One small solace of Illinois’s recent voucher-like scheme, a taxpayer handout to private schools, was that those schools would at least have to meet state educational standards. With HB 5067, Illinois lawmakers are working to take that away as well, giving public school funds to private religious schools with no strings attached.
House Bill 5067 exempts private religious schools from all state “educational requirements, standards, [and] demands.” It applies to all private school that are “engaged exclusively in religious education.” This is more sweeping than it sounds, because “religious education” includes “secular subjects so long as the education incorporates significant religious or faith-based instruction and is part of a comprehensive education program to equip the student to integrate his or her religion or faith in his or her career or work.”
In other words, the bill goes beyond removing oversight of seminaries, yeshivas and other schools designed to train clergy. It also offers a total exemption to religious schools that currently offer secular subjects, so long as they inject some religion into those classes. So in addition to taking away guarantees that students training to be clergy will receive a decent secular education, HB 5067 actually encourages other religious schools to dilute their secular subjects with more religious education.

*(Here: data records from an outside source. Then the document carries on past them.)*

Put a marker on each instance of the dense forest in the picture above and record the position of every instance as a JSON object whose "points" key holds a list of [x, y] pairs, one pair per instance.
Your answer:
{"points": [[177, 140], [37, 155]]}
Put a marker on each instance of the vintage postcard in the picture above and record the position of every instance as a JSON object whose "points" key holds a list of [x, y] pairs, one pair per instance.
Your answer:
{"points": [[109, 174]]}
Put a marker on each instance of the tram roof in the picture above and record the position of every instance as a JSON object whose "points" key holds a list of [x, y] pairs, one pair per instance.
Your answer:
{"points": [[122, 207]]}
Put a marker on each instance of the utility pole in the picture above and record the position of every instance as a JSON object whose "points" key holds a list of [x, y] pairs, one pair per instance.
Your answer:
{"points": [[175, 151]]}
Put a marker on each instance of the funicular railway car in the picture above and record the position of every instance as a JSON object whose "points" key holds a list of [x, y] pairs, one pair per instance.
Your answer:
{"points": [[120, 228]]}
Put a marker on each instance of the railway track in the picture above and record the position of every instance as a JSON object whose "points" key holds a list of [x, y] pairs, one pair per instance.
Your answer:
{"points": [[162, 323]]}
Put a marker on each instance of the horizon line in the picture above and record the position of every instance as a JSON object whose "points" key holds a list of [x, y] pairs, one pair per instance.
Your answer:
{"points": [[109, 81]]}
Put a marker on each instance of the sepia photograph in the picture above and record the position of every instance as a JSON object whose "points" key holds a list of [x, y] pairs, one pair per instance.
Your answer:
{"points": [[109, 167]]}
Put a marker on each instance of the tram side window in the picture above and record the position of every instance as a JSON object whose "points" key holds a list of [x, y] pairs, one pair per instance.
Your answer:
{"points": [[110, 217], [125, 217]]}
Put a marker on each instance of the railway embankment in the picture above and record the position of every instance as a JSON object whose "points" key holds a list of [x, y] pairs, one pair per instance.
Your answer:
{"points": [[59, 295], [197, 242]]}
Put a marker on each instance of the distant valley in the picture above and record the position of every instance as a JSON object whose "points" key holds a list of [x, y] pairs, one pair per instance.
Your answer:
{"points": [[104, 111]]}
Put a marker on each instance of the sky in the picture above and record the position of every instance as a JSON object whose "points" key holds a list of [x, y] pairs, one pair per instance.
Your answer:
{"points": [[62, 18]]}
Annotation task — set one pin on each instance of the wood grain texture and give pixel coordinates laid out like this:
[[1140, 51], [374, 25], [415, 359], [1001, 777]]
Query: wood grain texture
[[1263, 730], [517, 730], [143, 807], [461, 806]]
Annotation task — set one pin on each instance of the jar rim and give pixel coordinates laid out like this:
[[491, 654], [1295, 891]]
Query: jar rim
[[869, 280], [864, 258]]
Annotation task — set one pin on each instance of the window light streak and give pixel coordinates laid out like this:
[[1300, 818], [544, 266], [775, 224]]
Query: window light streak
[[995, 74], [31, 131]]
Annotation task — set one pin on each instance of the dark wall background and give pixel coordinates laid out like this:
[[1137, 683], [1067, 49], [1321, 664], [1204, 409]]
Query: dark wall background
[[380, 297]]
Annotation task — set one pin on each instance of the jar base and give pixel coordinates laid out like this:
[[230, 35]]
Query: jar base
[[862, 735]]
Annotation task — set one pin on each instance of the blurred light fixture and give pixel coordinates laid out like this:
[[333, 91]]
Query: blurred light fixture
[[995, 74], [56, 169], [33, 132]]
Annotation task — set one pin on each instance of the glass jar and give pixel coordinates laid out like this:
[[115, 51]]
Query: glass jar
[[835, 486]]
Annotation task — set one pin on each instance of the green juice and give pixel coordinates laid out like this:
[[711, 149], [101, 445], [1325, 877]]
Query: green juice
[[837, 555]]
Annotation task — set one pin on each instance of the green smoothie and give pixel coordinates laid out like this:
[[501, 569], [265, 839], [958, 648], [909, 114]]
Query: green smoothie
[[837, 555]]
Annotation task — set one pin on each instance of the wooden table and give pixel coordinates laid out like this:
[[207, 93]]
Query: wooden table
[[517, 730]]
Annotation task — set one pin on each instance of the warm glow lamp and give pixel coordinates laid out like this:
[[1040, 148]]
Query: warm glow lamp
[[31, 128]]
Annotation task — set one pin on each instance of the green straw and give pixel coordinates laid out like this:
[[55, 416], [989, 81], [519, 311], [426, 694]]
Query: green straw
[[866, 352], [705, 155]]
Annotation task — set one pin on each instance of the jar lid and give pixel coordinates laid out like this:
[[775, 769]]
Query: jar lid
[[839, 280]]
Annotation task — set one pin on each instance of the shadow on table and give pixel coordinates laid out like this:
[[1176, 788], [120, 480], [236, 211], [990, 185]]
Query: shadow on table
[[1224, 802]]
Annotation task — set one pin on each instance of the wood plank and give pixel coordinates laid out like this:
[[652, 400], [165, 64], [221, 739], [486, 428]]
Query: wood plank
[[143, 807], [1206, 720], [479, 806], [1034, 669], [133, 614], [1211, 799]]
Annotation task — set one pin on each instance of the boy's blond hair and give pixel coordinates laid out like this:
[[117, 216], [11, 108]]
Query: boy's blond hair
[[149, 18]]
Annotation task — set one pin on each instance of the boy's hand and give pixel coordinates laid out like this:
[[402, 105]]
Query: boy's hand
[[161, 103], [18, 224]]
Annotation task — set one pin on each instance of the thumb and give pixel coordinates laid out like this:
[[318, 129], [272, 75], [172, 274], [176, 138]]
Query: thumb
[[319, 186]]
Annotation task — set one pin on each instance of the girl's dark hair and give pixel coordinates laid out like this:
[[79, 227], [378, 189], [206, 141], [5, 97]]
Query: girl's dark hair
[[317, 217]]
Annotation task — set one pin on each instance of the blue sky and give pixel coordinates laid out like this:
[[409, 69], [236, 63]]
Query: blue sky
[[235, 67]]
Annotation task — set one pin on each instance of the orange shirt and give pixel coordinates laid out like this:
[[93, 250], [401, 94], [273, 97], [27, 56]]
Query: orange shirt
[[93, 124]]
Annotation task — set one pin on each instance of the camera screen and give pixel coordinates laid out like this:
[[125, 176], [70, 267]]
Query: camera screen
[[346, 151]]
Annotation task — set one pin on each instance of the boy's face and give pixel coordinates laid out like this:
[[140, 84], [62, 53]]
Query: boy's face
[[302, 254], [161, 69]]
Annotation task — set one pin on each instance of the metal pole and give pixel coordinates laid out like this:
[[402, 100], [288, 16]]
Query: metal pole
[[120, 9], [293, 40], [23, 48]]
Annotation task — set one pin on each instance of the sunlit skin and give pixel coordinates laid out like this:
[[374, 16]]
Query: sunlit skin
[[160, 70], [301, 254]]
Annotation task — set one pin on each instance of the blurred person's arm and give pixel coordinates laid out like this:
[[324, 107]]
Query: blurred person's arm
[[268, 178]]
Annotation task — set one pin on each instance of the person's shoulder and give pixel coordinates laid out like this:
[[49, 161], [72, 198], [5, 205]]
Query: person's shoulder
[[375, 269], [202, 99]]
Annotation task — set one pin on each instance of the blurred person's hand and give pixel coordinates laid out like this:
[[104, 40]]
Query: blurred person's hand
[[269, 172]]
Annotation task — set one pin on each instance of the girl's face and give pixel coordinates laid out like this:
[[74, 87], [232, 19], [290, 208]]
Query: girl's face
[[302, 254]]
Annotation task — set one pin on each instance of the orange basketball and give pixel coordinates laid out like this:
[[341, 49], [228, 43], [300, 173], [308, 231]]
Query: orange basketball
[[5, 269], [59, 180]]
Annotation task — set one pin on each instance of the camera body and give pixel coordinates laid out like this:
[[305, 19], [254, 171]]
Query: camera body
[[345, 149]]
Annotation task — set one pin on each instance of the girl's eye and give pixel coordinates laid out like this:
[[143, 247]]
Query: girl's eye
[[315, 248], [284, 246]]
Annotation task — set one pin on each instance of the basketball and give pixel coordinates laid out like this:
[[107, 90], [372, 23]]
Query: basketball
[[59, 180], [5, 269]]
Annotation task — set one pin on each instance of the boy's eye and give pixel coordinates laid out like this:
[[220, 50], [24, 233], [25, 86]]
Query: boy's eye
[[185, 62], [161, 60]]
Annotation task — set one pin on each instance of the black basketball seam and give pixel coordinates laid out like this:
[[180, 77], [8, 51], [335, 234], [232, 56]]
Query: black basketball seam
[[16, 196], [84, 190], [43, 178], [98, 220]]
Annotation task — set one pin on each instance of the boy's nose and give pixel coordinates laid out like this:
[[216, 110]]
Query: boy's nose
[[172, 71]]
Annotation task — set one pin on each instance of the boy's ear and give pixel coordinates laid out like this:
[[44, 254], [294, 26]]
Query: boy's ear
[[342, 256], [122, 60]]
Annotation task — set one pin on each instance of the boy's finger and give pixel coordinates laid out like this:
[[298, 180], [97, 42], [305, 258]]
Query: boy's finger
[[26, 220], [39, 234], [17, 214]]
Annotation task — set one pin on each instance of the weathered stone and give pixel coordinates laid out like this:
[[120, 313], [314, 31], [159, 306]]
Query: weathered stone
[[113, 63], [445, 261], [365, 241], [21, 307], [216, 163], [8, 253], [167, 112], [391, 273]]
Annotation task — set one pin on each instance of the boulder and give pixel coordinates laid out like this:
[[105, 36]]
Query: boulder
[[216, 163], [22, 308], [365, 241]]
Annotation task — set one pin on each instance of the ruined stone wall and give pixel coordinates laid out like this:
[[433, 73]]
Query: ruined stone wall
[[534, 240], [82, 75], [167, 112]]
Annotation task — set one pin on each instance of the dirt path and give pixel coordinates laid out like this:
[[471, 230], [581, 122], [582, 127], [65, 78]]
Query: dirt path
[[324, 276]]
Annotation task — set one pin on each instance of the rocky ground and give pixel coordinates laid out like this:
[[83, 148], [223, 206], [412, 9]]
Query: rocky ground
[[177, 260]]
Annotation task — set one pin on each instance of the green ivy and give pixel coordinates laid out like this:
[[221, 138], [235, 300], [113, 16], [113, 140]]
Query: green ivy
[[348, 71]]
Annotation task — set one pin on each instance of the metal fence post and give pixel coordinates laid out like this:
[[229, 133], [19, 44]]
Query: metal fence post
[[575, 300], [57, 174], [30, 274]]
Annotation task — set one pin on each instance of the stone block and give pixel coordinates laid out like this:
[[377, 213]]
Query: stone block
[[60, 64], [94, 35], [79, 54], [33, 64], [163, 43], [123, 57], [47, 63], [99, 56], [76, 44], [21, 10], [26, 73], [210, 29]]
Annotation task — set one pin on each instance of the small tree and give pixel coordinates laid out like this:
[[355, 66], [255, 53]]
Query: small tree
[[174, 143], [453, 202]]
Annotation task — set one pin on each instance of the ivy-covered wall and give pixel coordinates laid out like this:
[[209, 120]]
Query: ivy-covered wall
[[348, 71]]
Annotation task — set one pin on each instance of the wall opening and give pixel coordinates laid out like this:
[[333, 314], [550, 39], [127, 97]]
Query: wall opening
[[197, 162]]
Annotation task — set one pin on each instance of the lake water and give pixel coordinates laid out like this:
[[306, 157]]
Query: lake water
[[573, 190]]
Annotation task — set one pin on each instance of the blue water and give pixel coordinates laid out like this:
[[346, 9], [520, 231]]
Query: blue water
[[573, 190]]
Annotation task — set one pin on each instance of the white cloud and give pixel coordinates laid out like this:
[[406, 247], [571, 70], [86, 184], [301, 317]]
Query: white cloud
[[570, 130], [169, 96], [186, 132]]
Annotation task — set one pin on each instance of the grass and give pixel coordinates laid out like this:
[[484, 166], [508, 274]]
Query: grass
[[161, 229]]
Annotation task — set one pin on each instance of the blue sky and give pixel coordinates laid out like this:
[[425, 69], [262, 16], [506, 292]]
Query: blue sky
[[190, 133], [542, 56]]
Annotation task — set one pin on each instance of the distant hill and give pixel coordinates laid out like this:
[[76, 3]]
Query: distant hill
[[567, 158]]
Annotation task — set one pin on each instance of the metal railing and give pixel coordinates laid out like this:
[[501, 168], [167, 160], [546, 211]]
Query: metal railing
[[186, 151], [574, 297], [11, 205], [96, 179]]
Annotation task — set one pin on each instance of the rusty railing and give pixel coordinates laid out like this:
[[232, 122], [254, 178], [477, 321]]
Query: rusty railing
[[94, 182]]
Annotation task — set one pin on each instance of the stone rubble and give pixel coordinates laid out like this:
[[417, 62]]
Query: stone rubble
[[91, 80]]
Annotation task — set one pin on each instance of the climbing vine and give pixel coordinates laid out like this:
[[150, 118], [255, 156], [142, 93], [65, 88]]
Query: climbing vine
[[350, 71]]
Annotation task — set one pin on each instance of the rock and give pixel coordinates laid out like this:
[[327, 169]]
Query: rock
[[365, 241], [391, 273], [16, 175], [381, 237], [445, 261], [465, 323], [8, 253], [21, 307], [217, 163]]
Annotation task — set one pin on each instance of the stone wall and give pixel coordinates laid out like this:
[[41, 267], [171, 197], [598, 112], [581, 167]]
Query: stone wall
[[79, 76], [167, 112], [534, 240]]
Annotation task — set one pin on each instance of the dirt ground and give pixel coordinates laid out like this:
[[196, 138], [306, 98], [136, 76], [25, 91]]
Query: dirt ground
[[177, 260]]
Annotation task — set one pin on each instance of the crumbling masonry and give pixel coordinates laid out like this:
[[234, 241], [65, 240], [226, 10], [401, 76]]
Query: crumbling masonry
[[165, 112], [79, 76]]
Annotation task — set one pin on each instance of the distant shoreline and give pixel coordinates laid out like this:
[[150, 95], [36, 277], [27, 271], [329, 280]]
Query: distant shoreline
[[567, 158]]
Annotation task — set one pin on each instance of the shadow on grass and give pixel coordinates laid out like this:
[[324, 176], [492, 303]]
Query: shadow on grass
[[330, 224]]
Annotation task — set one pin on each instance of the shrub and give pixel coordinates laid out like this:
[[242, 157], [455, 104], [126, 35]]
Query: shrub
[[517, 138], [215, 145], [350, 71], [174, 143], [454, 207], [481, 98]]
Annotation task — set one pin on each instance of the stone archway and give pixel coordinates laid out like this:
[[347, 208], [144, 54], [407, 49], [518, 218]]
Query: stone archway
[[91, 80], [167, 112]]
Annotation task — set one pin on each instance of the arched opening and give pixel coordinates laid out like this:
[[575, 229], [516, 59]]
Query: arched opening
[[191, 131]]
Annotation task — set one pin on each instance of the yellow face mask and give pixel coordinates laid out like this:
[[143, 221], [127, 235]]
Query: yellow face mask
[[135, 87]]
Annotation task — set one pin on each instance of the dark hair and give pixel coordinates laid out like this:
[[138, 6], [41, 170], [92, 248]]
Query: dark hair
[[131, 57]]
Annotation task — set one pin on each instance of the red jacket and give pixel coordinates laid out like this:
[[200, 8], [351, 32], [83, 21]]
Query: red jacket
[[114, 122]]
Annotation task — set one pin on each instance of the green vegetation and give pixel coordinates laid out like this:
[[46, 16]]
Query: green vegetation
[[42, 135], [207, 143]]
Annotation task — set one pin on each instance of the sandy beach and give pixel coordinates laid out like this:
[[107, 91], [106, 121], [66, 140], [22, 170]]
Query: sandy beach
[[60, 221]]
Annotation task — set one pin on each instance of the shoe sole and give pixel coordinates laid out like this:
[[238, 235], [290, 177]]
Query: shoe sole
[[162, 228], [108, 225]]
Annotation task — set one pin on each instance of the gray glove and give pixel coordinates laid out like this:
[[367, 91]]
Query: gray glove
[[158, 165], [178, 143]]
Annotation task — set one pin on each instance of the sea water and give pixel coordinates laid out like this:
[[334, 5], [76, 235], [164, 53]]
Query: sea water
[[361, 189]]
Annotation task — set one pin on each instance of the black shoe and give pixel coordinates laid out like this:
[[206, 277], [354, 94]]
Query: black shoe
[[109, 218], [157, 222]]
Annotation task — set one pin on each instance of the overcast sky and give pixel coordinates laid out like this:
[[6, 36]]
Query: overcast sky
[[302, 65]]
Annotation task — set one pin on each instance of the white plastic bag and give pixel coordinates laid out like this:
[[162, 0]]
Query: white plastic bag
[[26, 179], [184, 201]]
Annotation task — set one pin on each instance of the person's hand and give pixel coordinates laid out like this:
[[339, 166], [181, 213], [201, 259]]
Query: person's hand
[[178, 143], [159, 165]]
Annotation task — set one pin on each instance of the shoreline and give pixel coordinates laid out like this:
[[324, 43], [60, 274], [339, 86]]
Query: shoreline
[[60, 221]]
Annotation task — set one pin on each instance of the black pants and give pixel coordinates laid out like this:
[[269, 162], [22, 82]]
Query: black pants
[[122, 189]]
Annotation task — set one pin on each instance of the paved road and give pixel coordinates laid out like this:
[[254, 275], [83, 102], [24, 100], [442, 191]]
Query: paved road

Elsewhere in the country, similar exemptions have led to students who did not realize until they graduated high school that their religious education failed to prepare them for the workforce. In New York, for instance, Orthodox Jewish communities send their children to yeshivas that “provide robust instruction in Talmudic discourse and Jewish religious law, but not a word about history, geography, science, literature, art or most other subjects required by New York State law,” according to Shulem Deen, a graduate of one such school who recently wrote an op-ed for the New York Times describing how difficult it was for him to function in the world after his school gave him no marketable skills.